The Geometry of the solution space of first order Hamiltonian field theories I: from particle dynamics to free Electrodynamics

TL;DR

This paper investigates the geometric structure of the solution space in first order Hamiltonian field theories, establishing symplectic and Poisson structures for various cases including particle mechanics and free electrodynamics.

Contribution

It introduces a method to define Poisson brackets on the solution space of first order Hamiltonian field theories, including gauge theories like free electrodynamics.

Findings

Established symplectic structure for Hamiltonian mechanical systems.

Defined a Poisson structure for free electrodynamics.

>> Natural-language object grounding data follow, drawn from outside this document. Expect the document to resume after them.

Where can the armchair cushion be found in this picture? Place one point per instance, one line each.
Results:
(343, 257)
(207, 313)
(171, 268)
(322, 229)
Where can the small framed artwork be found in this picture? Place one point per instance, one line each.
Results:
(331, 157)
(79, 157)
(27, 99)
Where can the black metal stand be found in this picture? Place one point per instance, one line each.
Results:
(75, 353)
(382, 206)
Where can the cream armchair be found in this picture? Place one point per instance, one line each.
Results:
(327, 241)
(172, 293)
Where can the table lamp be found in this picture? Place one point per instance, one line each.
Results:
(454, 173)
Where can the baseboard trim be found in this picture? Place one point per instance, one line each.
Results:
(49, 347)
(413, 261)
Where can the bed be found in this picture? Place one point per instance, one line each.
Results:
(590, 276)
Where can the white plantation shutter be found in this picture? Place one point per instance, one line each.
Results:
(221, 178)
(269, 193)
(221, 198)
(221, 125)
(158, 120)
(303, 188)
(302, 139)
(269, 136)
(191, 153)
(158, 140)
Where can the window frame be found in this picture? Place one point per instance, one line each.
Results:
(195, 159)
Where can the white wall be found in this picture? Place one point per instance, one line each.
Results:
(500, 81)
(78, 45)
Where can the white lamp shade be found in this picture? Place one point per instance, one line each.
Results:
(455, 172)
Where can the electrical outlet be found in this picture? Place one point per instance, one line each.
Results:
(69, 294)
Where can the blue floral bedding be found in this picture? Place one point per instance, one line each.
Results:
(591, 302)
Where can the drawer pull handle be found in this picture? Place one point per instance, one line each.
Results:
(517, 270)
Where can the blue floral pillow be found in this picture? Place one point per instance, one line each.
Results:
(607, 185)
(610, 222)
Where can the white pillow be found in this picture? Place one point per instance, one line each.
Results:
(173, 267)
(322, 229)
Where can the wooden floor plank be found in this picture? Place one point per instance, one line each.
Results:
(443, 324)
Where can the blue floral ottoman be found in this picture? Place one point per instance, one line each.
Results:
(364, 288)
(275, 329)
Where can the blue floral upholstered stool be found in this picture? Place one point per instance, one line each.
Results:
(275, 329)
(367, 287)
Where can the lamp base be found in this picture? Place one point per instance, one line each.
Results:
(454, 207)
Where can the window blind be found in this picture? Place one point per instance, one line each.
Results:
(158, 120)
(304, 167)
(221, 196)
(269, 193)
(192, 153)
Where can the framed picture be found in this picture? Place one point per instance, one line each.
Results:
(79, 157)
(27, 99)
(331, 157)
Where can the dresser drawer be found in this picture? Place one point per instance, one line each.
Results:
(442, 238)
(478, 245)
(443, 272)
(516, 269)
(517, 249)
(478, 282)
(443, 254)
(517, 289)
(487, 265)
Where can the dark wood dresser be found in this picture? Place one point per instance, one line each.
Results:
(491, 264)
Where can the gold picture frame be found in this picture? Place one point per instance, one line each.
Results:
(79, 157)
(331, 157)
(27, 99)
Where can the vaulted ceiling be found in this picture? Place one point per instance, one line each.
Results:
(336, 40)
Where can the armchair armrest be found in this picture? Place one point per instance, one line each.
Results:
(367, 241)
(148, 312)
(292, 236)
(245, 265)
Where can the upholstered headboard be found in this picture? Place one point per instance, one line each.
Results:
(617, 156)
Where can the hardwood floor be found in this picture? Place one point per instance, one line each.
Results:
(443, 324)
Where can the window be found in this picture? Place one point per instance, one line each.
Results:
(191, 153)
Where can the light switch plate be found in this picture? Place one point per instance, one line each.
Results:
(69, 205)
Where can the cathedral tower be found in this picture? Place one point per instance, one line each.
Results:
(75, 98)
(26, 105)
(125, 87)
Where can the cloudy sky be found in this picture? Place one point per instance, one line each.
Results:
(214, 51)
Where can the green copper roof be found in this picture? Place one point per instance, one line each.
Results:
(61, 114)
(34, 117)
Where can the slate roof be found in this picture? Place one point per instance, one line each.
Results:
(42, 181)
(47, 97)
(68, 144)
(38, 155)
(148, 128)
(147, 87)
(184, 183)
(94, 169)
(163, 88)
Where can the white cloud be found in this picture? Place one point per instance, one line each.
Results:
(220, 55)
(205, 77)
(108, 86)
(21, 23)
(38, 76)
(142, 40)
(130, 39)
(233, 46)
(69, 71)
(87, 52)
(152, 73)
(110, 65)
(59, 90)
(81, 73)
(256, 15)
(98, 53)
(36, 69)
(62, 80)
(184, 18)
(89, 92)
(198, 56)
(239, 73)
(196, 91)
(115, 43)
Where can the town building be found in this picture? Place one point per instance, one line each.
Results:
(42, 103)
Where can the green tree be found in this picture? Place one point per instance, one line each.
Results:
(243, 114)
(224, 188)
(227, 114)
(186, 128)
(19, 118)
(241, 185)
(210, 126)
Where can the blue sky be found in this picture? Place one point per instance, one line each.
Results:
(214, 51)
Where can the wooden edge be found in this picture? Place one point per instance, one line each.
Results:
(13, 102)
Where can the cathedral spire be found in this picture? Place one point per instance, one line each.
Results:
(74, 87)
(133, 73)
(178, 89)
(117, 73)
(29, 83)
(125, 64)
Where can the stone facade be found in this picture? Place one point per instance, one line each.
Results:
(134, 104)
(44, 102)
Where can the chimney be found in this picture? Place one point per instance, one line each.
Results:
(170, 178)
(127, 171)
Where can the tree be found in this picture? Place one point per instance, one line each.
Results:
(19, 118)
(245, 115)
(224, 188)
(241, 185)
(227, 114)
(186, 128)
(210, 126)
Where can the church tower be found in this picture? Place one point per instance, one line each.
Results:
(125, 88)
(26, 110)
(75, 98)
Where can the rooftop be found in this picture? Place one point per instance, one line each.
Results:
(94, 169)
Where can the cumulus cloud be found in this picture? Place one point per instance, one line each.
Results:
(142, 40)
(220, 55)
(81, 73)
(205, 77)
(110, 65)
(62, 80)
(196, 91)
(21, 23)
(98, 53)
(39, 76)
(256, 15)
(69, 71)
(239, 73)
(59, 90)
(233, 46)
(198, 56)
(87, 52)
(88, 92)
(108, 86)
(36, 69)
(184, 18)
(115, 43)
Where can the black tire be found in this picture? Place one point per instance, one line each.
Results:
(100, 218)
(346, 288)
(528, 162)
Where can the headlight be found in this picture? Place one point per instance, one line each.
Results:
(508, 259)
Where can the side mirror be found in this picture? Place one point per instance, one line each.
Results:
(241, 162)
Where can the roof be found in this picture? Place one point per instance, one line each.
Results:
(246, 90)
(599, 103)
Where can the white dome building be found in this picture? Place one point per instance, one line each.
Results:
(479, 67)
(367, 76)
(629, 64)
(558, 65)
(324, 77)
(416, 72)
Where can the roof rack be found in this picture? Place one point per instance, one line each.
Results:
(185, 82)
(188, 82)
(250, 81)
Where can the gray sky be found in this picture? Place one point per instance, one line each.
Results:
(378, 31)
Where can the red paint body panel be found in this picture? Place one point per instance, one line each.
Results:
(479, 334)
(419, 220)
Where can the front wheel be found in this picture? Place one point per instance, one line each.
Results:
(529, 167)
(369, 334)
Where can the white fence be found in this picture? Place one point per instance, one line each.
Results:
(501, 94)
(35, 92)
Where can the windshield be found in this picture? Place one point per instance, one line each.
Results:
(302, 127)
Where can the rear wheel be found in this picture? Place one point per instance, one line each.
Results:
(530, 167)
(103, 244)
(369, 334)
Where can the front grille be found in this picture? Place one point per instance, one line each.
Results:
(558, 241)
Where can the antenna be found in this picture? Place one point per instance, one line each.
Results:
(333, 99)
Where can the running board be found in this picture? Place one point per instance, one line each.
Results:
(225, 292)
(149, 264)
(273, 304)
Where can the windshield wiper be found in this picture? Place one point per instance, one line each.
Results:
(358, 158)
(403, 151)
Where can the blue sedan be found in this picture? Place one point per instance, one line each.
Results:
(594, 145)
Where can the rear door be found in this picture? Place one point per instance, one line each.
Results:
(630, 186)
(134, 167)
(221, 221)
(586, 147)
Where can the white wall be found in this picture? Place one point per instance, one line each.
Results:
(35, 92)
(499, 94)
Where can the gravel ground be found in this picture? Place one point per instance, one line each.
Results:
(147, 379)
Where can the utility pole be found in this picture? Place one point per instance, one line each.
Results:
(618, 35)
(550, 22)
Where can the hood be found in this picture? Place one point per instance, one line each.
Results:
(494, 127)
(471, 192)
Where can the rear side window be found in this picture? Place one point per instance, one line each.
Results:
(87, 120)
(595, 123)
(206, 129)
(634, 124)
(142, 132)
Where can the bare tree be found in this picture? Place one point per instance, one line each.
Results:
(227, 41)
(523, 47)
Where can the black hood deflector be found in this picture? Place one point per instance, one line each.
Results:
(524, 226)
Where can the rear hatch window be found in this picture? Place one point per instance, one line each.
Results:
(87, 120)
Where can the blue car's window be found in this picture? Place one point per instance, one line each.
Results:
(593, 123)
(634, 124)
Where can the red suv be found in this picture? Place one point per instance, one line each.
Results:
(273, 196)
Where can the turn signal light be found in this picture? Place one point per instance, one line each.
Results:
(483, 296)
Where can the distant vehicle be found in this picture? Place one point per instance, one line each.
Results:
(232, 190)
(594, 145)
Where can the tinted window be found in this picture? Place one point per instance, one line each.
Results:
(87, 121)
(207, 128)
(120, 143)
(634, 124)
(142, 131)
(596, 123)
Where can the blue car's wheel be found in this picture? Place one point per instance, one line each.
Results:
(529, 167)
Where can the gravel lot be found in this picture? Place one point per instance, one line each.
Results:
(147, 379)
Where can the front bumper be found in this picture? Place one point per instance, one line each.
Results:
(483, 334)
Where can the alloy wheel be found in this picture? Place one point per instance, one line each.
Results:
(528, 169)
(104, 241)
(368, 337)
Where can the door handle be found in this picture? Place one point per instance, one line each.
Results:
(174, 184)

Extended geometric analysis from particle dynamics to gauge fields.

Abstract

We analyse the problem of defining a Poisson bracket structure on the space of solutions of the equations of motions of first order Hamiltonian field theories. The cases of Hamiltonian mechanical point systems (as a (0 + 1)-dimensional field) and more general field theories without gauge symmetries are addressed by showing the existence of a symplectic (and, thus, a Poisson) structure on the space of solutions. Also the easiest case of gauge theory, namely free electrodynamics, is considered: within this problem, a pre-symplectic tensor on the space of solutions is introduced, and a Poisson structure is induced in terms of a flat connection on a suitable bundle associated to the theory.